Paulo Levi wrote:
Since CharSequence is obviously flawed in that it doesn't allow efficient read-only views because of a missing method, there are various methods in the jdk where a stringbuilder/buffer is built, populated and then toString()-ed and left to be garbage collected. I'm seeing places, especially in the Document classes, where this originates a OutOfMemory exception, because the second buffers can't be created concurrently.
I'm asking for a
public final String fixate()
method for both stringbuffer and builder that reuses the internal char array on a private String constructor (that takes the array), and sets a flag to never allow the buffer to be modified again.

But what i would really like is that the CharSequence interface would altered. CharSequence2.

This is the way StringBuffer worked prior to 1.5. That produced so many problems. It is widely known that 1.4 still suffers from unsafe publication issues (not that 1.4 *spec* has a sensible memory model at all).

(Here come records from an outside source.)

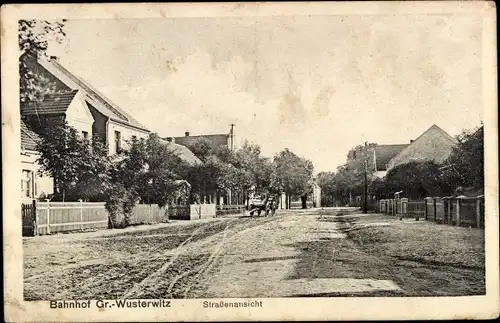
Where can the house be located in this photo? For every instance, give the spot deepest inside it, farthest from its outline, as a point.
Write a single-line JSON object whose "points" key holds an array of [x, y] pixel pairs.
{"points": [[69, 106], [109, 121], [183, 152], [33, 185], [216, 140], [377, 156], [434, 144], [82, 107]]}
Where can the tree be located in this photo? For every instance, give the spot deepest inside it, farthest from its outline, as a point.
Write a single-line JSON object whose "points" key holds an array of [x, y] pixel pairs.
{"points": [[79, 169], [292, 175], [417, 180], [33, 40], [465, 166], [201, 148], [326, 180]]}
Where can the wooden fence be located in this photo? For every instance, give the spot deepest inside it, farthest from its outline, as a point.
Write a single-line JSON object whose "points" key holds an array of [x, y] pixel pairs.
{"points": [[459, 211], [229, 209], [41, 218]]}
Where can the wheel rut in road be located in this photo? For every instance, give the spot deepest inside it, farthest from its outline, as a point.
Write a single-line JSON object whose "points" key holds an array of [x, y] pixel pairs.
{"points": [[263, 262]]}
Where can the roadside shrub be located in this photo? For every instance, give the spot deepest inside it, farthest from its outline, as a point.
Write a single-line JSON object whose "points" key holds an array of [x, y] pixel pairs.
{"points": [[120, 204]]}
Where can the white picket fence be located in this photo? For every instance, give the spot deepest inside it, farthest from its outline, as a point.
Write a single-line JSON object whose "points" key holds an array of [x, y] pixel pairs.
{"points": [[54, 217]]}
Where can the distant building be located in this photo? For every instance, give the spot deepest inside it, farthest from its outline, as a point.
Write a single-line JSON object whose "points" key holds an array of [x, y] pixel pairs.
{"points": [[216, 140], [33, 185], [377, 156], [434, 144]]}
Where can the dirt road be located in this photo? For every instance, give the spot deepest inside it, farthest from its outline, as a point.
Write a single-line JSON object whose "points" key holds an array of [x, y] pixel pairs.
{"points": [[291, 254]]}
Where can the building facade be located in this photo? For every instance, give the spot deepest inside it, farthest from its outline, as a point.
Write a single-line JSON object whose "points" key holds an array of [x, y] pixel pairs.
{"points": [[434, 144]]}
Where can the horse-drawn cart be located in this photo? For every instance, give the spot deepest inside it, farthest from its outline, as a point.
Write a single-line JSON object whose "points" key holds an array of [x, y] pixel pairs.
{"points": [[268, 205]]}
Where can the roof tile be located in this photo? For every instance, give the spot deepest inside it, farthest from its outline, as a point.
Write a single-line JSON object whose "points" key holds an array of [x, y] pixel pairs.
{"points": [[56, 103]]}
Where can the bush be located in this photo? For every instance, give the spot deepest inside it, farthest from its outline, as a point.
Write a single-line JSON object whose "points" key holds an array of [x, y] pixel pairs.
{"points": [[120, 204]]}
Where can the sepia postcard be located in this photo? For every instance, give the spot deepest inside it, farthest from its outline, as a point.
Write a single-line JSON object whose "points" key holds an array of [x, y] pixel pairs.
{"points": [[264, 161]]}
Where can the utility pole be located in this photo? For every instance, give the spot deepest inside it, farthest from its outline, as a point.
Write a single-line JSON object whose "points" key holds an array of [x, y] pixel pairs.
{"points": [[231, 133], [365, 202]]}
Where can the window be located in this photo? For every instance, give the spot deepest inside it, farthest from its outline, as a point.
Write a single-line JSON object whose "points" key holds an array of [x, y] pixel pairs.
{"points": [[26, 183], [118, 142]]}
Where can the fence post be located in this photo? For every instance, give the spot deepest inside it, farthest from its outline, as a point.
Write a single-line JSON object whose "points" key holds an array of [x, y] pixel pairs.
{"points": [[81, 214], [48, 216], [35, 225], [450, 210], [426, 212], [435, 208], [478, 213]]}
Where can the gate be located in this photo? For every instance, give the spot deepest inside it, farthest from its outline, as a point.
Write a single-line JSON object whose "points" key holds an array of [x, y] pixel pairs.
{"points": [[28, 216], [179, 212]]}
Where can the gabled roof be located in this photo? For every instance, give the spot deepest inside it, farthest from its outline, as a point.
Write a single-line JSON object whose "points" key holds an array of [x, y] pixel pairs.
{"points": [[215, 140], [183, 152], [100, 102], [29, 139], [56, 103], [434, 144], [384, 153]]}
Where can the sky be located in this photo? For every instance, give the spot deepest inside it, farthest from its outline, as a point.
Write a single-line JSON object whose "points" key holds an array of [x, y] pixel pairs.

Obviously for StringBuilder, without synchronisation, it is way out.

Swing text classes, used reasonably, should not result in OutOfMemoryErrors. If you require to have lots of Strings sharing the same backing buffer, in Sun's current implementation you can use toString once followed by many String.substrings. Other performance-optimised implementations have different behaviour. If exact behaviour is important to you, then you will need to use your own immutable char[] wrapper class.